Trying to draw conclusions from the results of second round elections for regional presidencies in 14 out of 25 regions presents difficulties. A bewildering number of regional parties – perhaps ‘parties’ is too extravagant a term – with candidates with eminently local agenda and lacking in any ideological consistency or real organisation in society. Each region seems to defend its own perceived interests.

The first obvious conclusion is the absence of major national political parties at the local level. Of the 28 candidates contesting the second round, candidates for national political parties numbered only four: three for the pro-Fujimori party Fuerza Popular and one for APRA. Of these, the Fujimoristas won in three contests (Ica, San Martín and Pasco). The success rate of national parties in contesting sub-national elections has fallen successively since Peru returned to democracy in 2000.

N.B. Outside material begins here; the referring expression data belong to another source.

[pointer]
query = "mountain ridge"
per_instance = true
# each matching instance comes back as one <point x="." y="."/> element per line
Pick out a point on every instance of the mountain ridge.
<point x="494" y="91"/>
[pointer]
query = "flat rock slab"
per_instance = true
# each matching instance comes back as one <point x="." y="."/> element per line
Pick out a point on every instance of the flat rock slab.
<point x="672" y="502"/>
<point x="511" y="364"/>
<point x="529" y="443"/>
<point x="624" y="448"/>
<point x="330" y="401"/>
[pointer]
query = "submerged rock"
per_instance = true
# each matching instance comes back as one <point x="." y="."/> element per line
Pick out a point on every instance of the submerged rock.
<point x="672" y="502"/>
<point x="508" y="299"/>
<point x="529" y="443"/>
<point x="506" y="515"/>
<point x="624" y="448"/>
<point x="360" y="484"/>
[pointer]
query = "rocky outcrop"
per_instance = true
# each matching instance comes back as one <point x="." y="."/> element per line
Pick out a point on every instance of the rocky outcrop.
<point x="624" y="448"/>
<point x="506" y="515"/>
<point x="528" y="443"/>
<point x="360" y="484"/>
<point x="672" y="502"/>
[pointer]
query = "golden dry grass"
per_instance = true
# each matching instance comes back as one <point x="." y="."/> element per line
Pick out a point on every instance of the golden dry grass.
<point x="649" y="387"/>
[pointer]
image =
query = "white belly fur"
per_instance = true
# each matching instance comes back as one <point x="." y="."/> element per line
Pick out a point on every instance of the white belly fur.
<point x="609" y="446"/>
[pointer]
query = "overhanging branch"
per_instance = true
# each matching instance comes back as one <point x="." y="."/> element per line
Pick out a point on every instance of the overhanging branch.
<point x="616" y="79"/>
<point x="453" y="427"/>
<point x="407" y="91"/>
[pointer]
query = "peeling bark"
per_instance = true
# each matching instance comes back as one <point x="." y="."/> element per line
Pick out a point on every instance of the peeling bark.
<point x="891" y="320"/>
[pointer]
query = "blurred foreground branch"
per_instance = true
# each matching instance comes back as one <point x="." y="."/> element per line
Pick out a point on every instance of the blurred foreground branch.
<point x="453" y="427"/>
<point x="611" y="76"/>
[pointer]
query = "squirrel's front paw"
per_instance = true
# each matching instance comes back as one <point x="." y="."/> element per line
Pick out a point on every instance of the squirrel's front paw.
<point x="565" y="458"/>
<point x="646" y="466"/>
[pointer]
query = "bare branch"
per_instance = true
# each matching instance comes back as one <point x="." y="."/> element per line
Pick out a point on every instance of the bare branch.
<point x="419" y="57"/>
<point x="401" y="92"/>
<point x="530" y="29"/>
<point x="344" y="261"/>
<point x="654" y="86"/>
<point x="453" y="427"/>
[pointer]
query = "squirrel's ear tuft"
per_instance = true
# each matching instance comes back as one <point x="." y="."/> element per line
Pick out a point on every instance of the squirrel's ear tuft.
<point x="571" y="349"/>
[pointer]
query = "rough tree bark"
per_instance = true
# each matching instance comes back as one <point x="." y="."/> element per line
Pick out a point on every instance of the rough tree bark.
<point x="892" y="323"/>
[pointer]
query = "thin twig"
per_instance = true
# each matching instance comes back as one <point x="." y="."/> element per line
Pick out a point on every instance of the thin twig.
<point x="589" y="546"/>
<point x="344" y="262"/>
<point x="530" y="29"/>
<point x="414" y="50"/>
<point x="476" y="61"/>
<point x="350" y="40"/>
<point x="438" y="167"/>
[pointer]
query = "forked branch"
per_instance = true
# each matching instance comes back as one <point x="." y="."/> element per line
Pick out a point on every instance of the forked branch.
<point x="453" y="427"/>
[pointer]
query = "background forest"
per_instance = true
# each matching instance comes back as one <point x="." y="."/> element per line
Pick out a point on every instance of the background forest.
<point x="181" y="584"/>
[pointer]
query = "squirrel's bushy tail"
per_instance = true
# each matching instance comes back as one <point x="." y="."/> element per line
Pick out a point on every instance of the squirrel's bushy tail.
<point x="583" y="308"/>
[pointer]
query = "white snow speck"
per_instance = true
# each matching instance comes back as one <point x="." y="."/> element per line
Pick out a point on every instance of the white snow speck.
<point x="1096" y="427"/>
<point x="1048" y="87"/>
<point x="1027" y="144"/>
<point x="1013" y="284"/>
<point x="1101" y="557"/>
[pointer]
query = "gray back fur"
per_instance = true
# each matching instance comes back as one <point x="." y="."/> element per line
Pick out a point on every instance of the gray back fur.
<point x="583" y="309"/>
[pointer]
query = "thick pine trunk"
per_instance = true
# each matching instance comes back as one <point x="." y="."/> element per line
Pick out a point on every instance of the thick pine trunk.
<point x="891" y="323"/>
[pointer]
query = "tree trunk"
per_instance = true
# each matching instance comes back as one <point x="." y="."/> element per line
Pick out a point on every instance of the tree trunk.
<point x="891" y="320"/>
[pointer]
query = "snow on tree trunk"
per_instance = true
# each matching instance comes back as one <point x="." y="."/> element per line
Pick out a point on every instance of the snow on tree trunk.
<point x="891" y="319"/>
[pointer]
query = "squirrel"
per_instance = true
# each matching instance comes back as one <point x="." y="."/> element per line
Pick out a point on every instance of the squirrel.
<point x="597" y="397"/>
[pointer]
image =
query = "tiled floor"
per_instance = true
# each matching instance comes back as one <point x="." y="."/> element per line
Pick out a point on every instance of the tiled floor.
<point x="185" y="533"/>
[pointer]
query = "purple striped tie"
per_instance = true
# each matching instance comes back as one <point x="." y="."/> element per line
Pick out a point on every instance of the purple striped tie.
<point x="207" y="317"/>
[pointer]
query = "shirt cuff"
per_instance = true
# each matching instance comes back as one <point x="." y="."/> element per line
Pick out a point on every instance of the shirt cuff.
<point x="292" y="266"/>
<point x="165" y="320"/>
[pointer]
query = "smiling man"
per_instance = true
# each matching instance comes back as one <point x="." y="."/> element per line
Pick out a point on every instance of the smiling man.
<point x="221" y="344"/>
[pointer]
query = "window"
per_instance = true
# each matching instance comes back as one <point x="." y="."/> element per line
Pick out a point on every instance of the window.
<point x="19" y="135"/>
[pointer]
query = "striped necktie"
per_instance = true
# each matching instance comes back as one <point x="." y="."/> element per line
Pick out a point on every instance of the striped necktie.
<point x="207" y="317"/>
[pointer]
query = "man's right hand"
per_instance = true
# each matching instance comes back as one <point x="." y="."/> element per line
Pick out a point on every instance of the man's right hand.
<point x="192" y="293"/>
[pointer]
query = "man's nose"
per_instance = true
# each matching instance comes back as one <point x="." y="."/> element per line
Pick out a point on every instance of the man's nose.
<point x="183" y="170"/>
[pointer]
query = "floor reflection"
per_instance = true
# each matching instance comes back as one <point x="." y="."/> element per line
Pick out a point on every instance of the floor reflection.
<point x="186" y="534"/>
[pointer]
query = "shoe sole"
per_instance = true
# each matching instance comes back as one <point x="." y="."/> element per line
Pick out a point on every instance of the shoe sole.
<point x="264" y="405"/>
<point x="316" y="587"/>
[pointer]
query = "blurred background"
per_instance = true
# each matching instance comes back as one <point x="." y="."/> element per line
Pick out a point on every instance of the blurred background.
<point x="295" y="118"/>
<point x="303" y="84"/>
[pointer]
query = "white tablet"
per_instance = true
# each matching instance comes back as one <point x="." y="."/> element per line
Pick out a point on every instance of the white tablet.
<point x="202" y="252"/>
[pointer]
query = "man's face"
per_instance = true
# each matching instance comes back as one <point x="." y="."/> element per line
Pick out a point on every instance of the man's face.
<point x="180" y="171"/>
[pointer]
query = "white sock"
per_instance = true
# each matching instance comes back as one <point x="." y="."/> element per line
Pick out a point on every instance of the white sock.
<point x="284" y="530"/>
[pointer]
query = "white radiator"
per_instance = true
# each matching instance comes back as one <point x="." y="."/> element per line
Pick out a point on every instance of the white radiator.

Regional elections therefore offer little by way of a guide as to what will happen in the next national elections, due in 16 months time in April 2016. Regional parties are not regulated in the same way as national parties, and do not have to abide by reaching the same rules regarding automatic re-inscription (known as the valla). For the national elections, it seems that the strongest candidates will be Keiko Fujimori (Fuerza Popular), Alan García (APRA) and (possibly) Pedro Pablo Kuzcynski (Alianza por el Gran Cambio). It is by no means clear who will be the candidate for the ruling Nationalist Party (PNP) of President Ollanta Humala.

The second general conclusion of the election results is the low level of public probity of most of those elected. Many have accusations of corruption and other dubious business practices levelled against them. In Ancash, a region which has become a byword for corruption in local politics, the election was won by Wálter Ríos Salcedo. However, the electoral authorities (JNE) have ruled that he will not be able to become regional president. The judiciary had previously ruled that he could not stand because he had failed to repay to the state $10,000 paid to him by Vladimiro Montesinos as a bribe to buy support for the Fujimori cause at the time of the 2000 elections.

The ability of local politicians to rally electoral support in spite of reputations for sleaze had already become apparent in the first round of elections for regional presidencies and local mayors at the beginning of October. Then, Luis Castañeda Lossio was elected mayor of Lima by an overwhelming majority, in spite of accusations of corruption in his previous two terms in office.

The scale of fiscal transfers to local government – regional, provincial and district – and the proliferation of corruption charges that have resulted have led to demands for a rethinking of the whole system of decentralisation that came into being following the collapse of the super-centralised Fujimori administration in 2000. While reforms are clearly needed, there is a danger of the baby being thrown out with the bathwater. A return to the kind of administration seen as ‘efficient’ by Fujimori and Montesinos would have serious dangers for democratic governance in Peru.